The five-day suspension of the students “do not fully address the underlying issue,” Hamka said, and efforts will continue to “create a safe environment for all students.”
School leaders arranged for a conversation between several of the students involved and leaders of South’s Black Awareness Society for Education (BASE) student group that Hamka characterized as a “starting point for our healing process as we move forward.”
The group issued the following statement:
“We have come together and are committed to a unified response that leads to awareness, acceptance and education. We want to send a clear message that hateful language and violence are never acceptable. This meeting left us optimistic that we can come together in unity. We will work to collectively move our school community forward.”
The letter, also signed by Assistant Principals Terry Flint and Steven Wolf and Assistant Principal and Athletic Director Jeremy Hawkins, can be read in its entirety here.

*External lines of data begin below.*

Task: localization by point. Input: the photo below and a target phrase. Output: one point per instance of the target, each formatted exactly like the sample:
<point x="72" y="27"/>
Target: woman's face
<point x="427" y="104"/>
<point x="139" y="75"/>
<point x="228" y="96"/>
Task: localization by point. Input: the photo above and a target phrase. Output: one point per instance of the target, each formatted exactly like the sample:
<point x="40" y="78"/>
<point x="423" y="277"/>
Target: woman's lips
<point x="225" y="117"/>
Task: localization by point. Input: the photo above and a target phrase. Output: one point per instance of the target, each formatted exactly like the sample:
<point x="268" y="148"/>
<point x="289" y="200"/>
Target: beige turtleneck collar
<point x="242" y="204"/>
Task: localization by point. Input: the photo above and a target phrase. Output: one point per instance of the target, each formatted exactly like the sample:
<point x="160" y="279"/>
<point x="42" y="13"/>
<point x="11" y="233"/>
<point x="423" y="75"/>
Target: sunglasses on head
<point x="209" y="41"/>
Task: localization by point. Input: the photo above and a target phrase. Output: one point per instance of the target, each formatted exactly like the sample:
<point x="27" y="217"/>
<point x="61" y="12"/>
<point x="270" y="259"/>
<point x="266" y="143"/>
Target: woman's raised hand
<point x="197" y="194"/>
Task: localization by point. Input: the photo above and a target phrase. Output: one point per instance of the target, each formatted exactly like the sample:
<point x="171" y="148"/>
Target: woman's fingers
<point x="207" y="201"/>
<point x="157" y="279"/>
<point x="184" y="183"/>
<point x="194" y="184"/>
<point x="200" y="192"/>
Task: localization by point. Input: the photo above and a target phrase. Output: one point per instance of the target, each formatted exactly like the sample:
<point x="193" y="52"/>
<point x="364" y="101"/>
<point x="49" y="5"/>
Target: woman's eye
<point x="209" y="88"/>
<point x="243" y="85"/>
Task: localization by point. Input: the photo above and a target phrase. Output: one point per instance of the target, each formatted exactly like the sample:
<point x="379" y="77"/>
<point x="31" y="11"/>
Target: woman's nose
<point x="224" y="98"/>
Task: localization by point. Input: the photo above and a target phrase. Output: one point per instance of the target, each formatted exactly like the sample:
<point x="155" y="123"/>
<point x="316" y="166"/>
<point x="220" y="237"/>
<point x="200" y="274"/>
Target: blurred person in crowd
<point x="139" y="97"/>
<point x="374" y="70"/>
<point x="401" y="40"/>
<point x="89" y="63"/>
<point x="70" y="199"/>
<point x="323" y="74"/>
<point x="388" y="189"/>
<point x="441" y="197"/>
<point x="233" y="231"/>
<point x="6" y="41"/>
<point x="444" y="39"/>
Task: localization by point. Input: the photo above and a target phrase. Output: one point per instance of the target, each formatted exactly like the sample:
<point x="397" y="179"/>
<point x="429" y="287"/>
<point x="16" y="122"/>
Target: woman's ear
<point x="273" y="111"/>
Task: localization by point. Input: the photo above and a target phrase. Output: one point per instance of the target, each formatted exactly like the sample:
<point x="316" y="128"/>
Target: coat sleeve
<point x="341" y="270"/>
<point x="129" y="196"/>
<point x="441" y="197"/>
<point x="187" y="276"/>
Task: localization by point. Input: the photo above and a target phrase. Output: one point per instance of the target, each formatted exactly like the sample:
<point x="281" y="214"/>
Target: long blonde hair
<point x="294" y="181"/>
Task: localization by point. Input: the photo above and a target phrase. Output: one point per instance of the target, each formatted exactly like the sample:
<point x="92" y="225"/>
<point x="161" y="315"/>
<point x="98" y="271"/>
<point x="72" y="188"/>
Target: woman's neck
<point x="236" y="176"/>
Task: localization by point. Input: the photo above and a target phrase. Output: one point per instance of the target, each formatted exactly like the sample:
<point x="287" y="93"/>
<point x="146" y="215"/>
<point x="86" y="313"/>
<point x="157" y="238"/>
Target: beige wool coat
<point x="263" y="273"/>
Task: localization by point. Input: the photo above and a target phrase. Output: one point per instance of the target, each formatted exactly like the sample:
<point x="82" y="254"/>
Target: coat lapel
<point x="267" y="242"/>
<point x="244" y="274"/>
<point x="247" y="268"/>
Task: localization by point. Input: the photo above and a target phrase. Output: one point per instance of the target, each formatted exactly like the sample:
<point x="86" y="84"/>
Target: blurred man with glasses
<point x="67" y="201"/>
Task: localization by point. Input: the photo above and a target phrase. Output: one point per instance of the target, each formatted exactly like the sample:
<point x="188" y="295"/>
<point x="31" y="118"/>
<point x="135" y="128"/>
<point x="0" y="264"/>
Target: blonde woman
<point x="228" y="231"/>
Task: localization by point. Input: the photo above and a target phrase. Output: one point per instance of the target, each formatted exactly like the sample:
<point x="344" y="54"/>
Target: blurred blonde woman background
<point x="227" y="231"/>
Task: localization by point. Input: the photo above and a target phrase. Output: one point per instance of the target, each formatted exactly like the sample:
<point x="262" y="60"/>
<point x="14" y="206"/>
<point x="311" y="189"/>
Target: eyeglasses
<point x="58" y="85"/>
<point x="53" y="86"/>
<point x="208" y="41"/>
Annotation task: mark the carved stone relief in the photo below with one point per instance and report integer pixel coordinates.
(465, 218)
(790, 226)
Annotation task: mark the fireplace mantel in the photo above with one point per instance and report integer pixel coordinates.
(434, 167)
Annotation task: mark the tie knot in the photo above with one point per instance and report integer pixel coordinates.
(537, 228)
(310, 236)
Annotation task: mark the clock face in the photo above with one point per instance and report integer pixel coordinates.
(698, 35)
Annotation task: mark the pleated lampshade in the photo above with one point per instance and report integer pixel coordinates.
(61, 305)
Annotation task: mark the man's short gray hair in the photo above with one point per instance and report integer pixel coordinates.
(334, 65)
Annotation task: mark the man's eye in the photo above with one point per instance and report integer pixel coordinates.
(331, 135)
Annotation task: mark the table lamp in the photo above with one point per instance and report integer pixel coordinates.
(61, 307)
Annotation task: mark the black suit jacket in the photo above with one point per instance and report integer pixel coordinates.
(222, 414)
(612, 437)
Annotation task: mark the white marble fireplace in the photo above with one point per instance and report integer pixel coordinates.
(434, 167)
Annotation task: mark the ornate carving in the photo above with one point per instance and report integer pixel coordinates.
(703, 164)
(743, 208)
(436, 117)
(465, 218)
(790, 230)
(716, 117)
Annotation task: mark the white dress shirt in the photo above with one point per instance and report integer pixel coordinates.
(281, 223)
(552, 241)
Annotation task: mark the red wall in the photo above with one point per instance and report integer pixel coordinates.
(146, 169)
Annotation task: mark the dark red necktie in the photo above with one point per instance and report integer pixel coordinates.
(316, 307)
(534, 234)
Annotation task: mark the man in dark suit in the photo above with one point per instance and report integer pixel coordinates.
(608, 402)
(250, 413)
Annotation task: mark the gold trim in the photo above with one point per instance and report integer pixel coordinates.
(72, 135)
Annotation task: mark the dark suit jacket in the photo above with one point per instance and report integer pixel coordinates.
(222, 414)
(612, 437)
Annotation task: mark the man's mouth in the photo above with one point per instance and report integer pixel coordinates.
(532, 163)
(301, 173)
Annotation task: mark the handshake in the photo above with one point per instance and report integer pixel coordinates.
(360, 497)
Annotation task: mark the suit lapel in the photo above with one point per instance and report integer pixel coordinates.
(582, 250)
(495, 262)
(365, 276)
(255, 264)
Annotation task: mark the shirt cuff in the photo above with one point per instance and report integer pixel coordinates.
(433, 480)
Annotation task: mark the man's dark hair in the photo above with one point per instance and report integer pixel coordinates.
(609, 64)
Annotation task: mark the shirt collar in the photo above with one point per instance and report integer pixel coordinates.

Miracle Bailey, a senior at Grosse Pointe South and president of the BASE group, told the Free Press she encouraged one of the students involved to remove the photo from her Instagram and Snapchat accounts, “but she was resistant and … thought it was a joke.”
She shared it on Twitter instead, where it “blew up … and went on to be posted on Facebook.”
One of the other students apologized on Instagram and took responsibility, the Free Press reported.
"I'm wrong in every sense and that word shouldn't be thrown around like we did," the student wrote. "I'm not a racist, I just made a poor decision, but that doesn't reflect on who I actually am. ... If I could take it all back I would, but I can't and now I'm taking the consequences."
Bailey told the Free Press she believes the incident was isolated.
“The entire Grosse Pointe community isn't racist,” she said. “This is just one incident that occurred."